More alignment = greater satisfaction AND better outcomes in every domain of our lives.
We guide ourselves away from wasted time and distraction and we focus on the things that matter to us.
We can enlist the help we need from others in purposeful, useful ways.
We have the stamina to keep going when things get tough.
So why is it hard to answer the question of what we want? We have all internalized messages about what we can or can’t have because of the other commitments in our lives.
We believe there are limits to what we can have given our history.
Or we can’t envision how the things we love could be part of our work. Many of us have simply stopped asking ourselves what we want, postponing our exploration of our career desires to a later time. I can think about what I want when the kids are grown, or after I’ve made VP at this firm. Many of us get caught in the should-trap. I should take a job that shows upward progression in my field, or I should stay here because my manager has been good to me. The should traps are some of the most pernicious we face – sometimes because they come disguised as being in service of other people. There’s a reason people use the expression: Stop shoulding all over yourself! Feeling a little clueless about your own Career Desires? Try these ideas out:
Look for the evidence in your own life.
Our lives are a primary and best source of information about what we are drawn to, what gives us energy, what really matters to us. All of us can benefit from excavating our own work histories carefully and patiently to discover the patterns contained in our experiences. Ask yourself, when were the times at work you have felt the most delighted? Operated in your zone of genius? Barely noticed the passing of time as you dove into activities and ideas that lit you up from the inside?
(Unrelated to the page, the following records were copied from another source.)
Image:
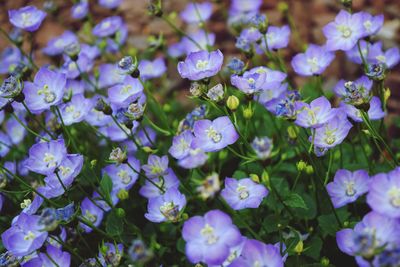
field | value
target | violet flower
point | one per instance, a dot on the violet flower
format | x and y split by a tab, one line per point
210	237
243	193
28	18
211	136
200	65
347	187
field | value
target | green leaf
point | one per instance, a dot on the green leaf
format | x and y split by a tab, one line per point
114	224
295	201
106	187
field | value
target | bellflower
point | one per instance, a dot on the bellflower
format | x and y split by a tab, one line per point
45	157
152	69
46	90
390	57
167	207
91	213
243	193
63	259
107	26
111	4
347	186
315	114
28	18
384	193
24	236
215	135
371	24
80	9
354	92
344	32
203	40
375	111
166	182
200	65
262	146
369	236
256	253
75	110
313	62
333	132
196	12
125	92
249	82
210	237
56	45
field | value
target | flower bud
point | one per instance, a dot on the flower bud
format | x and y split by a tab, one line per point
232	103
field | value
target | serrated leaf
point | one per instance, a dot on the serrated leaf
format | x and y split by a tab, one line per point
295	201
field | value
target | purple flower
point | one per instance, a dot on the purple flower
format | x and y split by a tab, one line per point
202	39
56	45
277	37
243	193
80	9
125	92
256	253
107	26
369	236
209	238
211	136
200	65
262	146
196	12
313	62
182	149
24	236
167	207
156	166
375	111
371	24
344	32
45	157
75	110
63	259
315	114
152	69
249	82
28	18
110	3
384	193
46	90
166	182
333	132
354	92
122	176
390	57
91	213
347	186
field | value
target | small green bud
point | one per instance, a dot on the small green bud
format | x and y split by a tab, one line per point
309	169
120	212
301	166
232	102
247	113
123	194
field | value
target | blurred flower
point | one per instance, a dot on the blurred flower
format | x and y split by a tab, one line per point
347	187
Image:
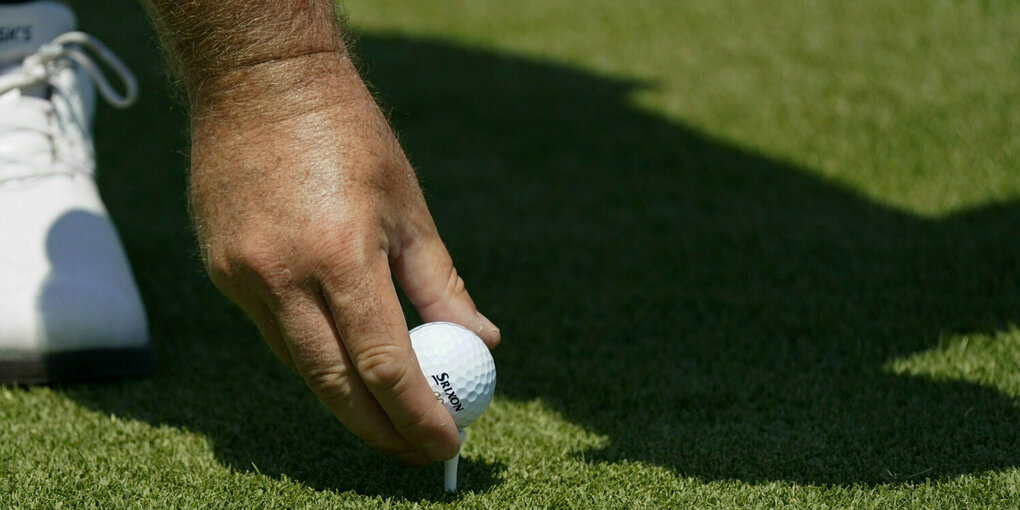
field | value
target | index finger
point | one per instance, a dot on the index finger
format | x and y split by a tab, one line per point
371	326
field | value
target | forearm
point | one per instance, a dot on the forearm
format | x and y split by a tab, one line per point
214	46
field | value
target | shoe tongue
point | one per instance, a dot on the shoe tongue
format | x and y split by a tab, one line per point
23	28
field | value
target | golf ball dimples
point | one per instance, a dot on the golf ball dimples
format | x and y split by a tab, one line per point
458	367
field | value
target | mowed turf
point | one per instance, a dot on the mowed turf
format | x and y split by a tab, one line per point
744	254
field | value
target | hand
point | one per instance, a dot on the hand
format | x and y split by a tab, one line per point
306	209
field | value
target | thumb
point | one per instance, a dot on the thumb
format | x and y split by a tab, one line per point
425	272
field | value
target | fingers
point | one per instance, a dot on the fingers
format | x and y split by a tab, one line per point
427	275
369	320
317	355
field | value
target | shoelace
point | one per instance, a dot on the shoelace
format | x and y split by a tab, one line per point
38	69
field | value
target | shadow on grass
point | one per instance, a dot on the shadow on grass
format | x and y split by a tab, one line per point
711	310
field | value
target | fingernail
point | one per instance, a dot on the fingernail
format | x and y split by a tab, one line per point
440	451
486	325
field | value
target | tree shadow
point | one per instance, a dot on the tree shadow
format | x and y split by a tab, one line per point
709	309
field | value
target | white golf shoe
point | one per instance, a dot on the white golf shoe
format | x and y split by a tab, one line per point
69	308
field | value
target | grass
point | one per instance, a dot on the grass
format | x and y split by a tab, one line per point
743	255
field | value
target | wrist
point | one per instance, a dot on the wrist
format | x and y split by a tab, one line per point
281	89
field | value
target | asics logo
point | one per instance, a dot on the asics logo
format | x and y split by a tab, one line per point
15	34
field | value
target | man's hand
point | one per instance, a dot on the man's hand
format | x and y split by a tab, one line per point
306	209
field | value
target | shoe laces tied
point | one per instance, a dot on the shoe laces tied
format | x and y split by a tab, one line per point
66	130
38	67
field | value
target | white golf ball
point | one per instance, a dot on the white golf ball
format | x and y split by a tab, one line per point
458	367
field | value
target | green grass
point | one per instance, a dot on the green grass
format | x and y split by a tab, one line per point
743	255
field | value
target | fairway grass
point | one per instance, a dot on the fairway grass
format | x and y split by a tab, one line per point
743	255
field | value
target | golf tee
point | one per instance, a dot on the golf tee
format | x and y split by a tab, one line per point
450	467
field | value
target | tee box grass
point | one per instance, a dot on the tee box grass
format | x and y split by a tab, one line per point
743	254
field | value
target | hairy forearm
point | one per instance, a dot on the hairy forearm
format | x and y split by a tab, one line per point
213	45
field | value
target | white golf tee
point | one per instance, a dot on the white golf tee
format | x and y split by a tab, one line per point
450	467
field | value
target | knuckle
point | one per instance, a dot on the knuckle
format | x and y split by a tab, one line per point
383	367
332	385
258	256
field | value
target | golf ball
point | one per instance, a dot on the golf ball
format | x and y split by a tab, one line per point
458	367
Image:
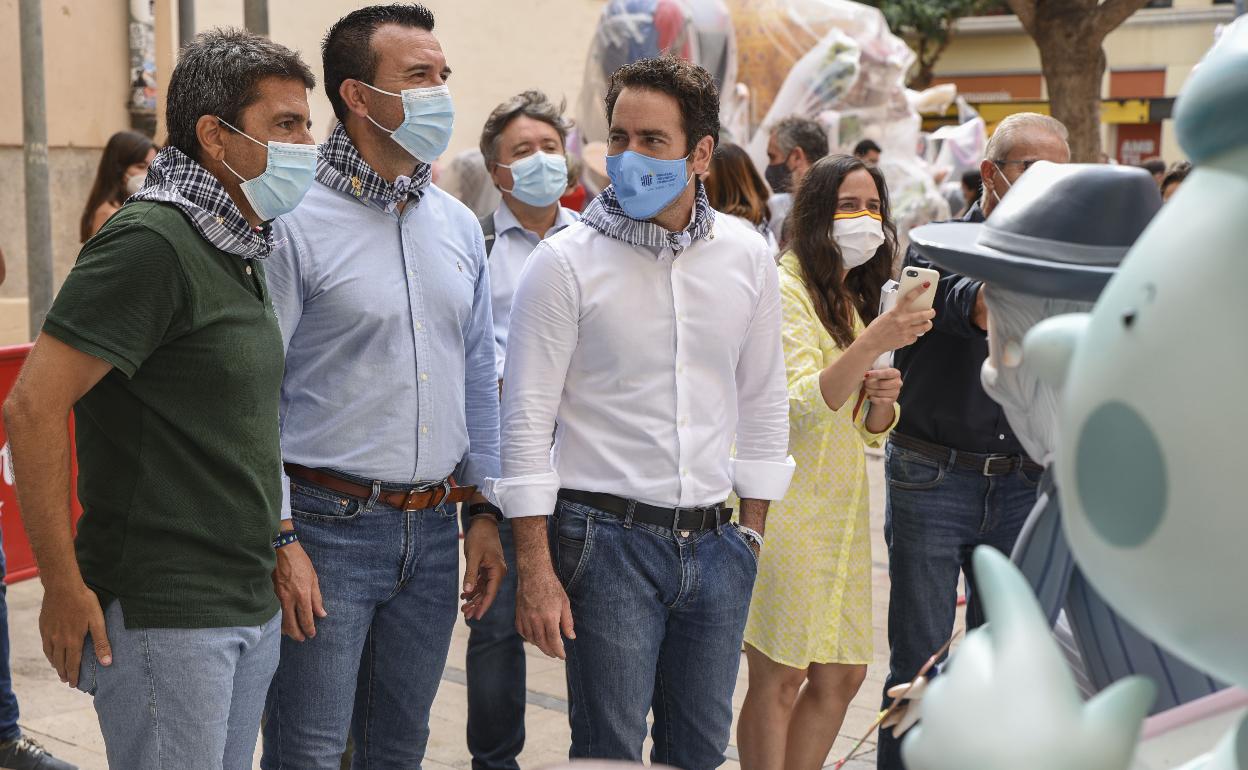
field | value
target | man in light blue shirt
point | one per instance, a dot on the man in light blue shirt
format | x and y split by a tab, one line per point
523	147
390	409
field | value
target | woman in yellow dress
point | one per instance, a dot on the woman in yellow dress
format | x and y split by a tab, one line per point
809	633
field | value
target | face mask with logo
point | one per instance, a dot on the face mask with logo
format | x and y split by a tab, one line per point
538	180
135	182
428	116
779	176
647	185
286	179
859	235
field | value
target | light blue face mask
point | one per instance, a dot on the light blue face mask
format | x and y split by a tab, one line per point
538	180
645	185
285	181
428	116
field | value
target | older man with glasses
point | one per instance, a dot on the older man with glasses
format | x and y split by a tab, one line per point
957	474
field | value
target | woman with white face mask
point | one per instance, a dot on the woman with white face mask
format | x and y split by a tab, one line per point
809	633
121	174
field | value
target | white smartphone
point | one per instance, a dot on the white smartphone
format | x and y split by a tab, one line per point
911	278
914	277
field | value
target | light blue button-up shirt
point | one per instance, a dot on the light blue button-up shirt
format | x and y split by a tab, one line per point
390	341
512	248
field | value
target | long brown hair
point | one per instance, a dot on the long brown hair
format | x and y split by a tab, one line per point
820	258
734	185
124	150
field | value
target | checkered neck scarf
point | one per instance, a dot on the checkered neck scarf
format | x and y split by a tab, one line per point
174	177
605	215
342	169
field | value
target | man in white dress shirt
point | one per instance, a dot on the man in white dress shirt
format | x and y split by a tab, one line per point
649	333
523	146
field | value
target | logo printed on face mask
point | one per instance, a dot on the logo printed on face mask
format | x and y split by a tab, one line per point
287	177
647	185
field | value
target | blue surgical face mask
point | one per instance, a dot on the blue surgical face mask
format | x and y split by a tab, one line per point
428	116
647	185
538	180
285	181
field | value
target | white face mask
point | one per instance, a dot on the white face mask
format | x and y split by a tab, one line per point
859	235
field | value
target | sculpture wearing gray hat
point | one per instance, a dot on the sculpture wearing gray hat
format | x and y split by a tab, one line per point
1047	250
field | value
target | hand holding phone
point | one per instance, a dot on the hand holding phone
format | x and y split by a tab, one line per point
911	317
912	277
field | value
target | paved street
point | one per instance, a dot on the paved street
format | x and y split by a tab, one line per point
64	720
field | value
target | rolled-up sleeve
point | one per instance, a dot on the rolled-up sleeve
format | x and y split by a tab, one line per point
481	382
541	340
761	468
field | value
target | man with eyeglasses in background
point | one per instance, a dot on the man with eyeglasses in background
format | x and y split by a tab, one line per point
957	476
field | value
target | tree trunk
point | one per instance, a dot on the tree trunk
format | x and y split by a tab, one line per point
1073	65
922	76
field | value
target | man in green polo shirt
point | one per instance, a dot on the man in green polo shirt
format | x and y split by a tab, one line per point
165	345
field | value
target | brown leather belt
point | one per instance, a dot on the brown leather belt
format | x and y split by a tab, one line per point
416	498
985	464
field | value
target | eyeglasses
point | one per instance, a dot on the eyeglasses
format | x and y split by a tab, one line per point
1023	164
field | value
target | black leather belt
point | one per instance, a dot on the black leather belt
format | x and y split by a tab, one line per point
984	464
685	519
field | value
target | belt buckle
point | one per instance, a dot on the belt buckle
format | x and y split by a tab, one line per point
444	484
989	459
702	524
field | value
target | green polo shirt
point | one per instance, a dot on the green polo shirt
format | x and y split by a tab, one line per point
177	446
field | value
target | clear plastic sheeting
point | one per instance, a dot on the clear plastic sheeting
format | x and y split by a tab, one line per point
841	66
628	30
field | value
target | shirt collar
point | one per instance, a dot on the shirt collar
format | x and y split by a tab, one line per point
504	220
341	167
605	215
175	179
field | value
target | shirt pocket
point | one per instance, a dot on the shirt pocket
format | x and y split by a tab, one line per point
315	503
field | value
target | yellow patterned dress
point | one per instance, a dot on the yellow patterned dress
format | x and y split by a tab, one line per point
813	597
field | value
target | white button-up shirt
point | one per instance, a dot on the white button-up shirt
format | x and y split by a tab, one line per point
652	363
512	247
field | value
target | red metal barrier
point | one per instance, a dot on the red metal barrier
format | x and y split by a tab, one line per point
19	559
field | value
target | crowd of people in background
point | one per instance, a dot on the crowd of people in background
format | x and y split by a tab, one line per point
300	372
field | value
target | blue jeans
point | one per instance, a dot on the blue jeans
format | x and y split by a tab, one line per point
935	517
9	729
181	698
390	584
659	618
496	677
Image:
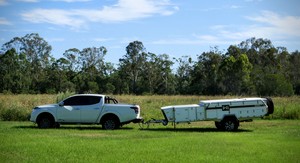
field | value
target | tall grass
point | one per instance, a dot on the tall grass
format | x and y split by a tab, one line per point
259	141
18	107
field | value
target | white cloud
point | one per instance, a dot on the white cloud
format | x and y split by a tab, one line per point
29	1
53	16
102	39
275	24
3	2
4	21
268	24
123	10
71	1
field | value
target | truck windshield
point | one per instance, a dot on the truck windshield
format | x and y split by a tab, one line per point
109	100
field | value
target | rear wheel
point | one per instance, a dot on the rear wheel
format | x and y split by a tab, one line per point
45	122
110	123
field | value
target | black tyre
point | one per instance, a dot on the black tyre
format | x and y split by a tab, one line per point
230	124
270	106
219	125
110	123
45	122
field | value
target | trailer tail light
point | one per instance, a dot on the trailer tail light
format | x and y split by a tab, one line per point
136	109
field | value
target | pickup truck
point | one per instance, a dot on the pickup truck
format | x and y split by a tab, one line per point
227	113
86	109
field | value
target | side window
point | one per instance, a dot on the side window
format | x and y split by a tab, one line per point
93	100
72	101
82	100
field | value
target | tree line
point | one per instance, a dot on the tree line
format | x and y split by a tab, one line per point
253	67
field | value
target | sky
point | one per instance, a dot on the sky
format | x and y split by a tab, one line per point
174	27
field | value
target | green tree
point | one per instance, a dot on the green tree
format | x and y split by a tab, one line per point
131	65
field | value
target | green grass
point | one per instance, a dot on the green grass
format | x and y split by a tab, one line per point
258	141
18	107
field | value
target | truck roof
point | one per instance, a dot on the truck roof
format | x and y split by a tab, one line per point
231	100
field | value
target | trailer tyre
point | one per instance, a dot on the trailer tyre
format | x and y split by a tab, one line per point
45	121
270	106
110	123
218	125
230	124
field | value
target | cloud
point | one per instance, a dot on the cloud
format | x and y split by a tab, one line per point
267	24
4	21
123	10
275	24
29	1
3	2
71	1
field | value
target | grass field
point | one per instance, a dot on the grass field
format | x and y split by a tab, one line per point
257	141
18	107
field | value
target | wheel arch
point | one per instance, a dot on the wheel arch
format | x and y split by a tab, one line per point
107	115
45	114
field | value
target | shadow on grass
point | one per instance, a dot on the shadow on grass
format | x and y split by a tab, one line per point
79	127
193	130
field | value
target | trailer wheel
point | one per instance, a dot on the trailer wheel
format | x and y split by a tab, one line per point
270	106
230	124
110	123
219	125
45	121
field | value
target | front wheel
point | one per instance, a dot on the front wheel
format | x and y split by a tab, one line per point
110	123
45	122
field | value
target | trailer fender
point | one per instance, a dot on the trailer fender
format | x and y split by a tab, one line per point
270	106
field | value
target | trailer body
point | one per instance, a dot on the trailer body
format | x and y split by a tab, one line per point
235	110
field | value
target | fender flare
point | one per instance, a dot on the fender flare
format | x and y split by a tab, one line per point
109	113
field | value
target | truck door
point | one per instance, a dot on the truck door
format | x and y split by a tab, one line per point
91	110
69	111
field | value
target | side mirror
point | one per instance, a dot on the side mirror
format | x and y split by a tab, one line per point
61	103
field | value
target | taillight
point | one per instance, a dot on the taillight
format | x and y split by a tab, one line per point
136	109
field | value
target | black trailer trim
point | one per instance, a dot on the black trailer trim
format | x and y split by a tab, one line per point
227	107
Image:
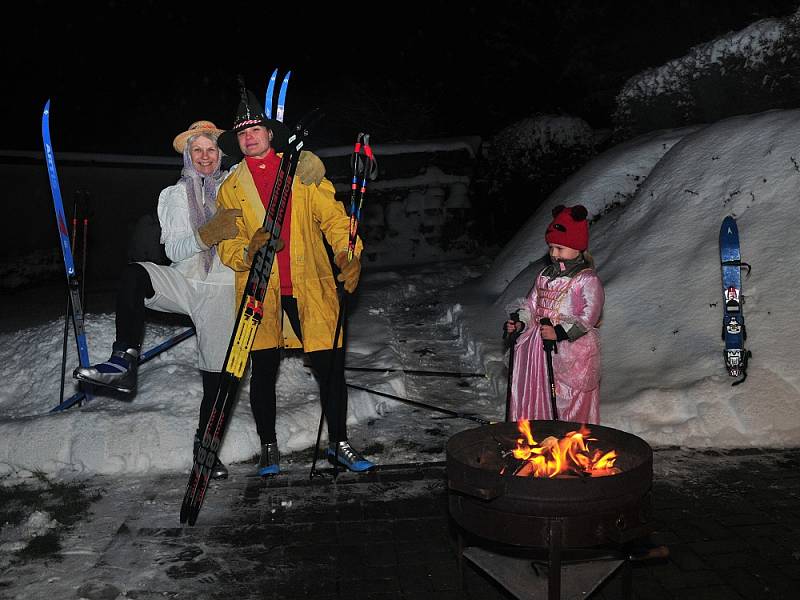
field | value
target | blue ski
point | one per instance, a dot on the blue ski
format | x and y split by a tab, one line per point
282	98
66	250
270	94
143	358
733	330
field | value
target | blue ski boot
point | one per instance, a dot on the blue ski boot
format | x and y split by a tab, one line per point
269	464
118	372
342	453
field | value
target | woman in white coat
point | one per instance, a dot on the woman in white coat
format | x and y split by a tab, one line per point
196	284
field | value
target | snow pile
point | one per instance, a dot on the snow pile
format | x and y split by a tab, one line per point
657	204
752	46
15	538
152	430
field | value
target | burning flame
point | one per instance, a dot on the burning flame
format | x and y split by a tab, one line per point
569	455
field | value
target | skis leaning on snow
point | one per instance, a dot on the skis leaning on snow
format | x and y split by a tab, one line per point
246	325
73	283
76	311
733	331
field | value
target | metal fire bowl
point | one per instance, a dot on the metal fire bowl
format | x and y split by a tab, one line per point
521	510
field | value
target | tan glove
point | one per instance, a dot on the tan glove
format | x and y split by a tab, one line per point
310	168
258	241
350	271
222	226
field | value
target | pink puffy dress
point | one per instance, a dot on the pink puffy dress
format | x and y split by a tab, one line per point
574	300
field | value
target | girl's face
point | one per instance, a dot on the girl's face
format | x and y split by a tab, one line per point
205	155
563	253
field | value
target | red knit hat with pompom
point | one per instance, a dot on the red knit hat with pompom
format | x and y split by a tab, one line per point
569	227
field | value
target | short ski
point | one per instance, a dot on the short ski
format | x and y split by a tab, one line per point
733	329
143	358
246	324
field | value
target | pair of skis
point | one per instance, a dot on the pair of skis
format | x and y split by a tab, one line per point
248	318
734	333
73	283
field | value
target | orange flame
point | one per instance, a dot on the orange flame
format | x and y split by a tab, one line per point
569	455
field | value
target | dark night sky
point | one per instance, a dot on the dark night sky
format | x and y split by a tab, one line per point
125	77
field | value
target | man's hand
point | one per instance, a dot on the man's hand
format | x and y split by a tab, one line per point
258	241
222	226
310	168
350	271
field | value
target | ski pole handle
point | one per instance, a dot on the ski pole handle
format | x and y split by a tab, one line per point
549	345
511	337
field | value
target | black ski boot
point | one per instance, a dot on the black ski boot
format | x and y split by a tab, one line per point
342	453
269	463
219	470
118	372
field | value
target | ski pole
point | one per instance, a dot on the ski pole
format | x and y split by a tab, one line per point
332	385
549	348
69	303
84	243
511	340
416	372
446	411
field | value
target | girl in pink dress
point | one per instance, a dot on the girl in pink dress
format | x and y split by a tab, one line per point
569	294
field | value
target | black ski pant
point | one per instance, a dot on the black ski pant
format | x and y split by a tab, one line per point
134	287
328	369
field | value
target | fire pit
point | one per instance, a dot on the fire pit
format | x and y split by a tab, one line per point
575	508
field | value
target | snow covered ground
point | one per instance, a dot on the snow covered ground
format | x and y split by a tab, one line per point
657	204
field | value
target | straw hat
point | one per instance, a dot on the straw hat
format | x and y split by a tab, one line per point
179	143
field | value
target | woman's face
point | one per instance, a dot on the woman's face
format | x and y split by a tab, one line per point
563	253
205	155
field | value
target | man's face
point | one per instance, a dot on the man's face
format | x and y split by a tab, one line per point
255	141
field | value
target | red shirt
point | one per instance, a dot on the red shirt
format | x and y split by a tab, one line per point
265	171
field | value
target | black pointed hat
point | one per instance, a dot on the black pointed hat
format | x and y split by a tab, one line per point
249	114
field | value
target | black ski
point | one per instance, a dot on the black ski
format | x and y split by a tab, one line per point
247	321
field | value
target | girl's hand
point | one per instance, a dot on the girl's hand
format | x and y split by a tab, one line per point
548	332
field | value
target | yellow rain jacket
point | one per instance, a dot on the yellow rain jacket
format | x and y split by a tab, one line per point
315	212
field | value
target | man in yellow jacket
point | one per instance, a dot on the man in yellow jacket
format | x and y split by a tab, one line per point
301	289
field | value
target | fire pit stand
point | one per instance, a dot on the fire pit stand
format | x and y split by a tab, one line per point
524	526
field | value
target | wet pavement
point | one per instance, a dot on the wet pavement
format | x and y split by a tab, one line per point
730	521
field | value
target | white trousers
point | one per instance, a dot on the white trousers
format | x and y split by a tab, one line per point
211	306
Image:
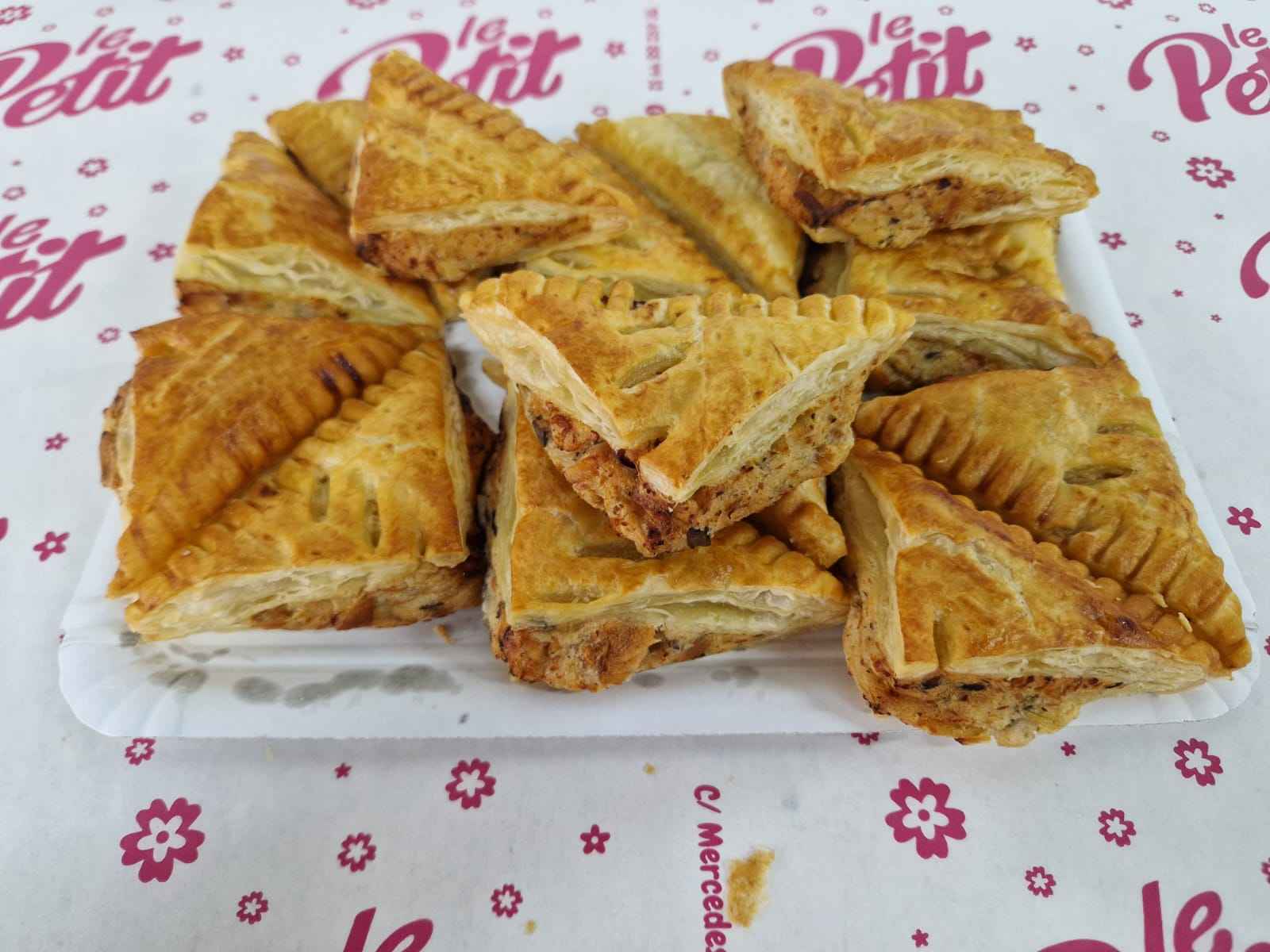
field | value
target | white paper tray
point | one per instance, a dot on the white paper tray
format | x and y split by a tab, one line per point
410	683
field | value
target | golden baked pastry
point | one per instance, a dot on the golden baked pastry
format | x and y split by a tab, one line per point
694	168
653	254
446	183
848	165
569	602
364	524
967	319
1076	457
802	520
683	416
968	628
266	232
215	400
Look to the leisure pursuits in your life – what you read and watch, what you are drawn to for hobbies, travel, and personal projects. Examine the conversations that you generate when you’re with people you enjoy. There is evidence in these moments about what you love and what you want. Ask someone close to you: What do you notice me doing when I am really engaged and joyful?
Notice how the ‘but’ statements stop you, and learn to stop them.
One of the hardest things to watch is someone light up about something that turns them on, and then immediately shut themselves off before the thought is even completed. “I would love to manage people again, but I want to be home for the kids, and that kind of job might be too much.” “I want to work in that sector, but there’s no money in that.”
“I’m so interested in what another part of the business is up to, but I don't have experience in that area.” All of us have internalized messages that block us from believing we can have what we want. The inner critic, our internal saboteur, whatever name we use to identify the cruel, internal loudmouth that crushes our desires needs to be told to bite its tongue.
Generate great personal research questions
How can we find out what’s possible, even if we’re nervous, worried or scared? By asking open-ended, spacious questions that get to the heart of what we don’t yet know, and then going on some fact-finding missions. If you are worried, fearful, or blocking yourself from exploring something you want, there’s a great chance that you’re really in need of more information. Think you’ve been out of the market too long? Believe you can’t make a pivot from a family-led business to a public company? Worry it would ‘look bad’ to move from people management responsibilities into individual contributor work that lets you do more of what you love? Let’s find out. Here are some examples of great personal research questions:
How did someone I admire manage that pivot in her career?
What are three major factors that are changing my field since I stepped out a few years back?
What are the biggest opportunities and risks to my starting my own practice?
How are my team leadership skills relevant in a start-up environment?
Asking great questions, collecting data and sifting through what we find allows us to take purposeful, pointed action to get us closer to what we want. And, going through these exercises isn’t just for new job seekers. It’s for those of us who work for ourselves, work in organizations, already have jobs, all of us.
If we’re not asking ourselves what we want often enough, suddenly we look up and say: where did the years go? The end of one year and the beginning of the next might be the perfect time to explore what you want in your career and life.